Where will MacKenzie Bezos's $18 billion end up?

Image: Elena Seibert

Divorce can be messy, and when your joint net worth is over $100 billion, it can be messier. After MacKenzie and Jeff Bezos announced their split in January, there was a lot of buzz surrounding how the couple would divvy up their shares of Amazon, which now add up to around 16 percent of the company.

When it was all said and done, MacKenzie collected $36 billion in the settlement. She's pledged to donate half of those bucks to charity as part of The Giving Pledge, a philanthropic oath created by Warren Buffett and Bill and Melinda Gates in 2010, which encourages the world's wealthiest individuals to give back. Where all that dough will go, on the other hand, is yet unannounced.

Inspired by the prolific Twitter account @BezosInContext, we have a few ideas on how the general public can take that wad of cash off her hands. 

Sure, she could buy 18 tall caffè lattes from Starbucks for every person in the United States, a Tesla Model X for nearly one-third of Seattleites, or a lifetime supply of Space Needle tickets for every Washington state resident (that is, unless they want to visit more than 54 times). However, with this much moola, we think MacKenzie could do some serious good:

1. MacKenzie's money could help 360,000 trans women pay for gender-confirming surgery. While there are a lot of social and political hurdles for folks hoping to transition, the financial burden of reassignment procedures is particularly detrimental, with surgery costing upwards of $75,000 for trans men, and $50,000 for trans women.

2. Based on average rent prices for Seattle apartments, she could theoretically pay every single Seattleite’s rent for a year. That means a lot more secure housing, a lot less calling mom and dad to ask for rent money, and a lot more meals that aren’t ramen noodles.

3. She could buy 31 solar panels for every McDonald’s in the world (if they would fit, that is).

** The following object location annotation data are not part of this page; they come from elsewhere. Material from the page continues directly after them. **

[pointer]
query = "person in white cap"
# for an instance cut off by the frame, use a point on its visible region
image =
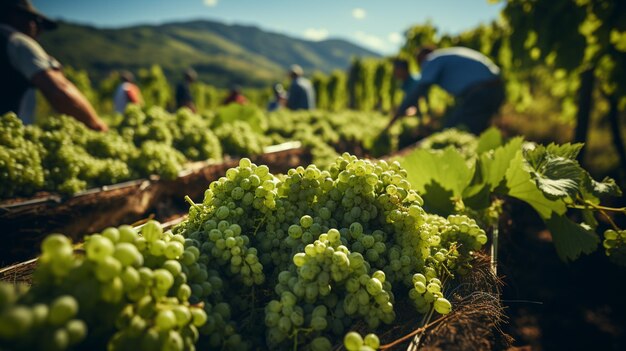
(301, 95)
(25, 65)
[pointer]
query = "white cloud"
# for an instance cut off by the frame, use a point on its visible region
(316, 34)
(395, 38)
(359, 13)
(371, 41)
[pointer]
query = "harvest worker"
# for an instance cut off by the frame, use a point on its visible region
(25, 65)
(301, 95)
(127, 92)
(469, 76)
(183, 90)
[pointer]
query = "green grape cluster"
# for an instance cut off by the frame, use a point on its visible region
(466, 143)
(125, 292)
(193, 137)
(62, 155)
(353, 341)
(331, 244)
(615, 245)
(54, 322)
(239, 139)
(157, 158)
(21, 171)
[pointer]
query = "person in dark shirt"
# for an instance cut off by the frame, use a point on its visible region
(472, 78)
(280, 98)
(301, 94)
(25, 66)
(183, 91)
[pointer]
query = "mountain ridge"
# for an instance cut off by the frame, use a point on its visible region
(222, 54)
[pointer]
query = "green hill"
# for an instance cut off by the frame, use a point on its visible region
(222, 54)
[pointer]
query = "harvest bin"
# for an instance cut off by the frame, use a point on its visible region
(26, 221)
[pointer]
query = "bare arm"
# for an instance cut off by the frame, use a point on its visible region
(66, 98)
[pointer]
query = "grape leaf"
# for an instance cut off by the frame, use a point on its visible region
(494, 166)
(489, 140)
(520, 185)
(449, 168)
(558, 177)
(571, 239)
(567, 150)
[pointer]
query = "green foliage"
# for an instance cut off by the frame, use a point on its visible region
(548, 178)
(154, 87)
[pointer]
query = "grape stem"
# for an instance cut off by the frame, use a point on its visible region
(413, 333)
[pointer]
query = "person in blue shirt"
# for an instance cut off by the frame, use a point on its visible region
(469, 76)
(301, 95)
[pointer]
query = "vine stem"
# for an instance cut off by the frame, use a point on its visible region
(598, 207)
(494, 249)
(413, 333)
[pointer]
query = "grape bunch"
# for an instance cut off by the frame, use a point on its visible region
(353, 341)
(239, 139)
(126, 292)
(615, 245)
(21, 171)
(466, 143)
(54, 322)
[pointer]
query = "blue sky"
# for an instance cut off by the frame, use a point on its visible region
(375, 24)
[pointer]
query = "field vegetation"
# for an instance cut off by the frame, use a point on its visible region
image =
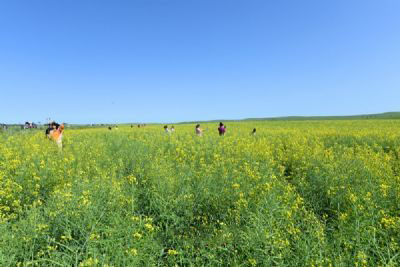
(299, 193)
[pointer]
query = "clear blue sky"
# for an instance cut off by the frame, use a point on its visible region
(168, 61)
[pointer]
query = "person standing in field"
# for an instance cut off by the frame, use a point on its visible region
(221, 129)
(166, 129)
(199, 131)
(55, 132)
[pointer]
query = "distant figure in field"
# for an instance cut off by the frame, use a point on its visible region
(199, 131)
(166, 129)
(221, 129)
(55, 132)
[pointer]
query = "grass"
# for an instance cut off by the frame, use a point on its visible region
(299, 193)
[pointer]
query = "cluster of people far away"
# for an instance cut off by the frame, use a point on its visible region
(55, 131)
(199, 131)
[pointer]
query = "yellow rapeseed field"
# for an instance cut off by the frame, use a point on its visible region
(298, 193)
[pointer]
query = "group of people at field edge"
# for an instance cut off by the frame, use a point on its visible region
(55, 132)
(199, 131)
(221, 129)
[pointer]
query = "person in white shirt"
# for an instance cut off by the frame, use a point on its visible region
(166, 129)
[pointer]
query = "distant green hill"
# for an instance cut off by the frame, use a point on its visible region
(386, 115)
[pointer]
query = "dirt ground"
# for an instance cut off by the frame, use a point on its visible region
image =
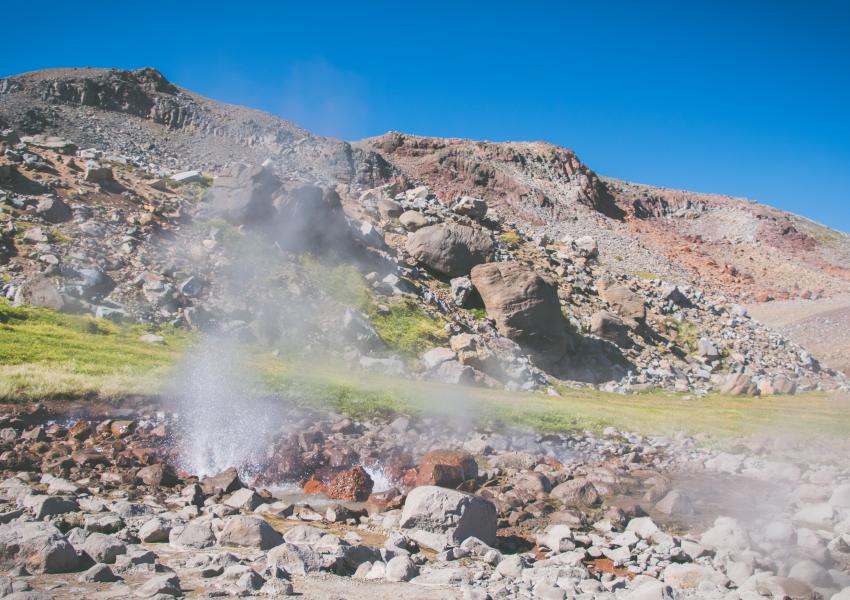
(822, 326)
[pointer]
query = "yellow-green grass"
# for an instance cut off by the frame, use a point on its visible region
(805, 416)
(45, 355)
(48, 355)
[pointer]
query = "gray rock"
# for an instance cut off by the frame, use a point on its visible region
(400, 568)
(450, 249)
(475, 208)
(103, 523)
(155, 530)
(99, 573)
(450, 516)
(244, 499)
(39, 545)
(104, 548)
(197, 534)
(461, 290)
(53, 210)
(48, 506)
(525, 307)
(413, 220)
(251, 532)
(161, 585)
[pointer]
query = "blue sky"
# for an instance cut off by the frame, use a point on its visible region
(744, 98)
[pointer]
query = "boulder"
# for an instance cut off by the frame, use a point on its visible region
(96, 173)
(47, 506)
(53, 210)
(246, 499)
(353, 485)
(39, 546)
(158, 475)
(250, 532)
(197, 534)
(474, 208)
(609, 326)
(450, 249)
(525, 307)
(104, 548)
(738, 384)
(400, 568)
(576, 492)
(99, 573)
(38, 290)
(413, 220)
(446, 468)
(627, 304)
(158, 586)
(155, 530)
(244, 195)
(449, 516)
(461, 290)
(222, 483)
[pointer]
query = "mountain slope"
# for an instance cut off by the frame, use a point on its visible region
(727, 245)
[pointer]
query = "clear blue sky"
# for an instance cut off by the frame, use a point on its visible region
(745, 98)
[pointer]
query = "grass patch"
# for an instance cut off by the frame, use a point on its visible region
(809, 416)
(646, 275)
(342, 282)
(407, 328)
(45, 354)
(510, 238)
(685, 333)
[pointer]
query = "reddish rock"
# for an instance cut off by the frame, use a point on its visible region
(353, 485)
(120, 429)
(80, 431)
(341, 457)
(446, 468)
(387, 500)
(225, 482)
(408, 478)
(158, 475)
(315, 486)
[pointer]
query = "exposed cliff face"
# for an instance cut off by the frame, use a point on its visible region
(721, 244)
(531, 179)
(148, 116)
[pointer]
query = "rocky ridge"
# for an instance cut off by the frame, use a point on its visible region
(89, 230)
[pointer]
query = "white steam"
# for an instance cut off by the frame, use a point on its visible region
(221, 424)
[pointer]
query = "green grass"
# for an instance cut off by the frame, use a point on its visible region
(510, 237)
(684, 333)
(45, 355)
(342, 282)
(808, 416)
(646, 275)
(407, 328)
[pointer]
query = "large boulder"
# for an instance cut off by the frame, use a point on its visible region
(525, 307)
(40, 291)
(53, 210)
(609, 327)
(310, 218)
(251, 532)
(38, 546)
(446, 468)
(627, 304)
(450, 249)
(243, 194)
(448, 516)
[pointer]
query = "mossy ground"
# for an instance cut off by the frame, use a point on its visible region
(45, 355)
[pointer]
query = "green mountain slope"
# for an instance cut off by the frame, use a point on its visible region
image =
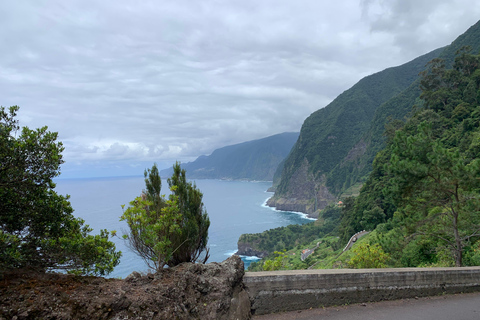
(251, 160)
(352, 170)
(337, 144)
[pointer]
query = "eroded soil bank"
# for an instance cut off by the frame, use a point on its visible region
(188, 291)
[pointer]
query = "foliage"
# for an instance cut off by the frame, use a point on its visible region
(276, 263)
(329, 134)
(285, 238)
(343, 150)
(38, 229)
(168, 232)
(368, 256)
(426, 181)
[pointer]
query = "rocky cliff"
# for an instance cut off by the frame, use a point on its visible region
(187, 291)
(305, 193)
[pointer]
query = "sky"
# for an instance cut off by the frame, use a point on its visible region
(130, 83)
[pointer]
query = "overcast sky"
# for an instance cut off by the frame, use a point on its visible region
(127, 83)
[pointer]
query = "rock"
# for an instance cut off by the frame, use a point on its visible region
(187, 291)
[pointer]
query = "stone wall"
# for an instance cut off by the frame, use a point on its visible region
(277, 291)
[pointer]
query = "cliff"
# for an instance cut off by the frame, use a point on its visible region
(251, 160)
(337, 144)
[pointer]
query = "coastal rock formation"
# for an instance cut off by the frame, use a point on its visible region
(305, 193)
(245, 249)
(187, 291)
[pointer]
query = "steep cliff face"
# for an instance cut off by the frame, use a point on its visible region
(331, 153)
(340, 141)
(305, 194)
(251, 160)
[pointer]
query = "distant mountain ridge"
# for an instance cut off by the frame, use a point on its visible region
(251, 160)
(337, 144)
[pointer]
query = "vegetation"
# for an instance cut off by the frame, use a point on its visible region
(422, 197)
(340, 141)
(432, 194)
(285, 238)
(37, 228)
(168, 232)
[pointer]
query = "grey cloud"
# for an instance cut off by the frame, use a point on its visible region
(160, 81)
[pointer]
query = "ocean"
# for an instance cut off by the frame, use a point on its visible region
(234, 208)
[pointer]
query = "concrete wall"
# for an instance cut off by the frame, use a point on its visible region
(277, 291)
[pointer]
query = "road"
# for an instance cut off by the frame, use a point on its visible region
(458, 307)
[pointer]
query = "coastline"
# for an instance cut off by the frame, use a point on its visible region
(302, 214)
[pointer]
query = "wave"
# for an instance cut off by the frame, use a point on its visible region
(301, 214)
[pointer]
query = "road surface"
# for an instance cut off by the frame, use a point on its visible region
(456, 307)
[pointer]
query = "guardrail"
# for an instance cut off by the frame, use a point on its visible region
(277, 291)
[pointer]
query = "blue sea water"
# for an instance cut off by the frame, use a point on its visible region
(234, 207)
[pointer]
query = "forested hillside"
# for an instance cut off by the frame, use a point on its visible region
(251, 160)
(421, 199)
(337, 144)
(421, 202)
(424, 191)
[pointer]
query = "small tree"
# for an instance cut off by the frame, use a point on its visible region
(168, 232)
(37, 228)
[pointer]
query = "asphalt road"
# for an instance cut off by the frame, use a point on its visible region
(455, 307)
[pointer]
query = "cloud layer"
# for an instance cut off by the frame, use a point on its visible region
(130, 83)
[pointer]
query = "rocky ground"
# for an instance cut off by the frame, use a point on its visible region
(188, 291)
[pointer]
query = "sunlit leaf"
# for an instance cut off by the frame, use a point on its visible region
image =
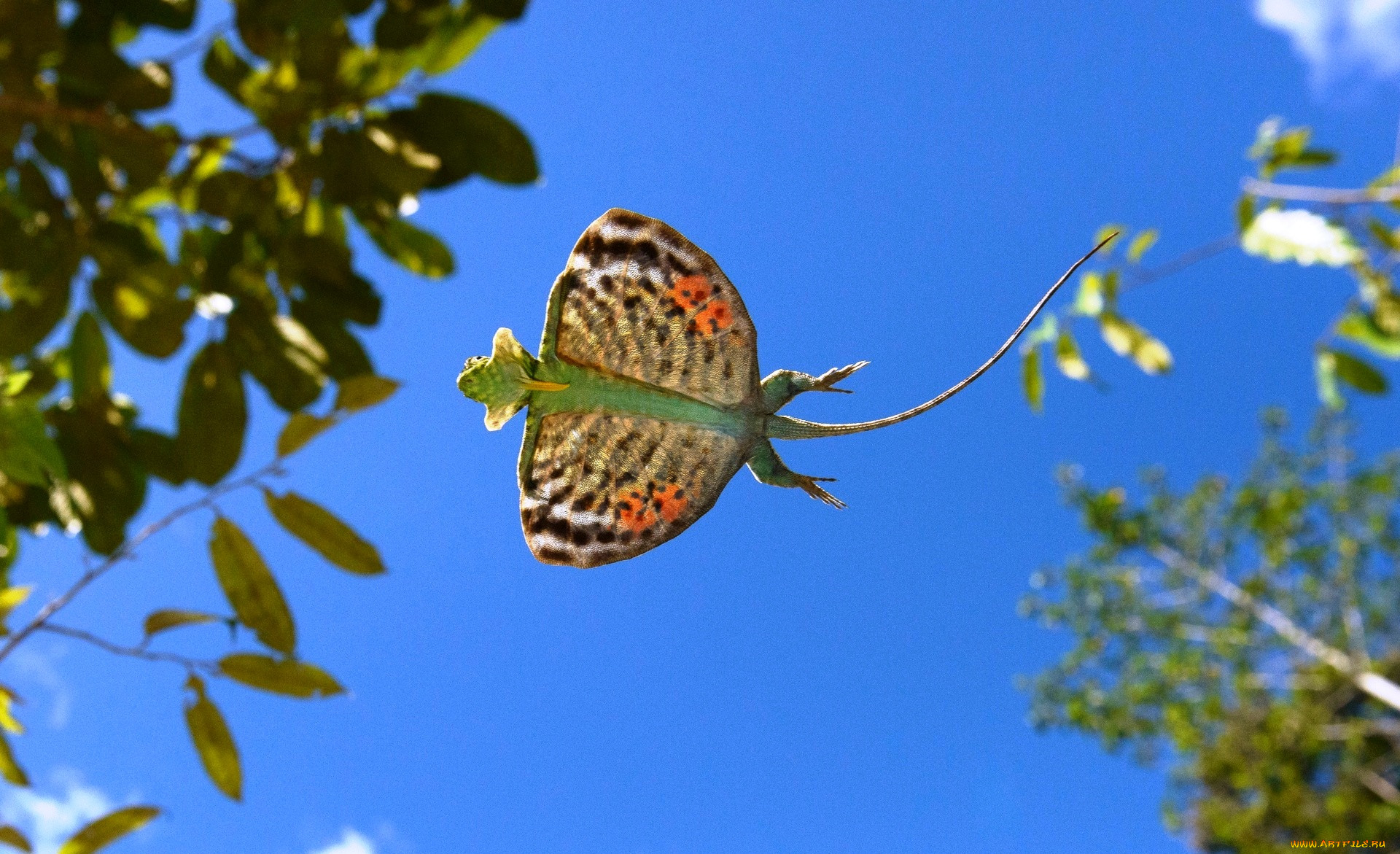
(1141, 244)
(1325, 370)
(322, 531)
(213, 415)
(301, 427)
(213, 741)
(1033, 380)
(1068, 357)
(251, 589)
(365, 391)
(108, 829)
(1299, 236)
(174, 618)
(287, 677)
(1358, 374)
(1361, 330)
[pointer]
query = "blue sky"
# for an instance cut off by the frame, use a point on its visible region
(893, 182)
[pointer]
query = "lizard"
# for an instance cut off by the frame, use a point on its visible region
(646, 400)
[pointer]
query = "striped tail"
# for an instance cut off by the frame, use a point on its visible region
(788, 427)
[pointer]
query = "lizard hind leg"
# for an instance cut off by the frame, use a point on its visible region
(780, 387)
(768, 467)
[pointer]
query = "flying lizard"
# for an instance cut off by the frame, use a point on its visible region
(646, 397)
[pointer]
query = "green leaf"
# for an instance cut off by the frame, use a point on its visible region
(468, 138)
(108, 829)
(1088, 300)
(174, 618)
(251, 589)
(301, 427)
(1325, 370)
(365, 391)
(12, 836)
(322, 531)
(9, 765)
(1363, 330)
(160, 454)
(91, 370)
(1245, 213)
(213, 741)
(27, 454)
(1033, 380)
(1358, 374)
(280, 354)
(415, 249)
(213, 415)
(289, 678)
(1068, 357)
(1141, 244)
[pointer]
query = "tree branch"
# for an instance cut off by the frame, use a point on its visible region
(139, 651)
(1294, 192)
(126, 551)
(1374, 683)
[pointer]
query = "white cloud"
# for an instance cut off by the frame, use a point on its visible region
(350, 843)
(50, 820)
(1339, 38)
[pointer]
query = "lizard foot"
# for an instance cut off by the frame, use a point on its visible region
(808, 485)
(826, 383)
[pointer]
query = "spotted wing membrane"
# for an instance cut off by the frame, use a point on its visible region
(642, 301)
(602, 488)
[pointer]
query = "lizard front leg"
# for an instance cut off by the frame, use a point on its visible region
(780, 387)
(768, 467)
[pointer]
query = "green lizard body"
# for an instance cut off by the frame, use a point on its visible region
(646, 400)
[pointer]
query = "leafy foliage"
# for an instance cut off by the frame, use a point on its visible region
(1228, 629)
(228, 252)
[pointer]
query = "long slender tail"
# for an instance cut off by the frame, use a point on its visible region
(786, 427)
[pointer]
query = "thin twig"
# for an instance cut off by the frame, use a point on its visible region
(195, 44)
(126, 551)
(1295, 192)
(139, 651)
(1374, 683)
(1182, 261)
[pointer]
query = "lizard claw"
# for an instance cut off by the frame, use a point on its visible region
(809, 486)
(826, 383)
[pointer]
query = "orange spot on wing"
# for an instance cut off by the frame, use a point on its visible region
(671, 502)
(689, 292)
(633, 513)
(713, 318)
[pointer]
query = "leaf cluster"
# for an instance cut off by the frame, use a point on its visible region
(1266, 742)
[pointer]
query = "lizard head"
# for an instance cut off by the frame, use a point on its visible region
(503, 383)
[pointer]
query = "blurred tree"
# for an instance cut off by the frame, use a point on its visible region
(1248, 633)
(122, 230)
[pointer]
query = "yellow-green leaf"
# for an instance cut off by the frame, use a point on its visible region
(365, 391)
(249, 587)
(289, 678)
(322, 531)
(174, 618)
(301, 427)
(10, 766)
(1032, 380)
(1141, 244)
(108, 829)
(1088, 300)
(1068, 357)
(1358, 374)
(213, 741)
(1325, 370)
(12, 836)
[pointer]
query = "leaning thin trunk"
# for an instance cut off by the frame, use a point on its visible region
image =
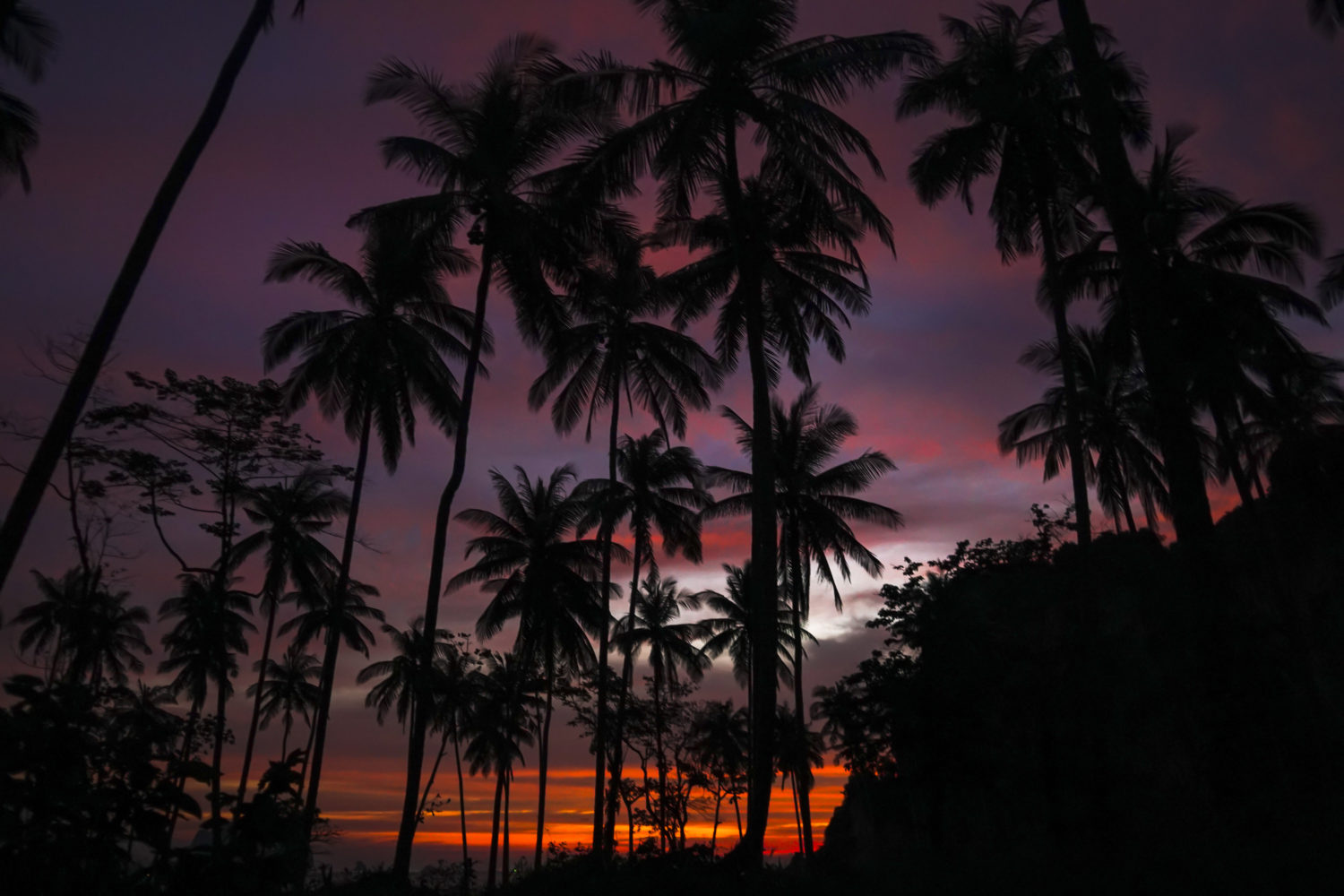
(416, 750)
(601, 847)
(800, 794)
(543, 754)
(70, 409)
(336, 598)
(495, 831)
(261, 686)
(626, 683)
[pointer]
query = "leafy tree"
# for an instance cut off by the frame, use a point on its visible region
(609, 352)
(371, 363)
(1018, 118)
(542, 576)
(489, 155)
(27, 43)
(94, 355)
(293, 512)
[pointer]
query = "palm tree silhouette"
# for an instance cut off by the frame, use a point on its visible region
(542, 576)
(1115, 414)
(489, 156)
(499, 732)
(288, 686)
(27, 42)
(89, 630)
(371, 363)
(660, 490)
(734, 66)
(652, 624)
(292, 514)
(814, 503)
(203, 646)
(1011, 91)
(605, 355)
(96, 349)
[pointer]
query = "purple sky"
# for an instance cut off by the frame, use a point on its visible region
(929, 373)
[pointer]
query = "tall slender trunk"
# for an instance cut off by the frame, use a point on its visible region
(495, 831)
(1142, 284)
(543, 755)
(626, 683)
(461, 805)
(763, 598)
(801, 799)
(601, 847)
(70, 409)
(1067, 359)
(261, 685)
(336, 598)
(433, 772)
(416, 750)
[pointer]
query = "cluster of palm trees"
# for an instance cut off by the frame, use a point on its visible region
(754, 175)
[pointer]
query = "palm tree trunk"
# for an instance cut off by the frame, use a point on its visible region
(800, 794)
(601, 847)
(1067, 362)
(70, 409)
(763, 599)
(461, 806)
(508, 786)
(416, 750)
(1142, 280)
(261, 685)
(433, 772)
(543, 755)
(328, 683)
(495, 831)
(626, 683)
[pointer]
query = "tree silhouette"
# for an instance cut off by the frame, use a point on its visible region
(1012, 94)
(734, 66)
(94, 355)
(605, 355)
(542, 576)
(27, 43)
(652, 624)
(373, 363)
(292, 514)
(814, 504)
(489, 156)
(1113, 411)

4. The Anti-Defamation League could spend 784 times more than it did last year with MacKenzie's settlement money. And considering that the organization was able to train 14,000 law enforcement officers and reach 1.6 million kids through its No Place for Hate program in a year, all that Amazon coinage could fund extensive anti-bias education and research.

5. She could multiply the City of Seattle’s operating budget for Education and Early Learning by 173. (Or the Fix It First budget by 451. Or the Immigrant and Refugee Affairs budget by 3,557.) Durkan better start making some calls.

6. MacKenzie's money could pay tuition for 1,606,139 University of Washington students for a year. Or, she could pay for every current UW student’s tuition for four years…eight times. Say goodbye, student debt.

7. And last, but not least? Every Amazon worker could get a $29,349 bonus. Or, if we're trying to be sustainable, they could be given a raise of $2,445 (and 75 cents!) a month.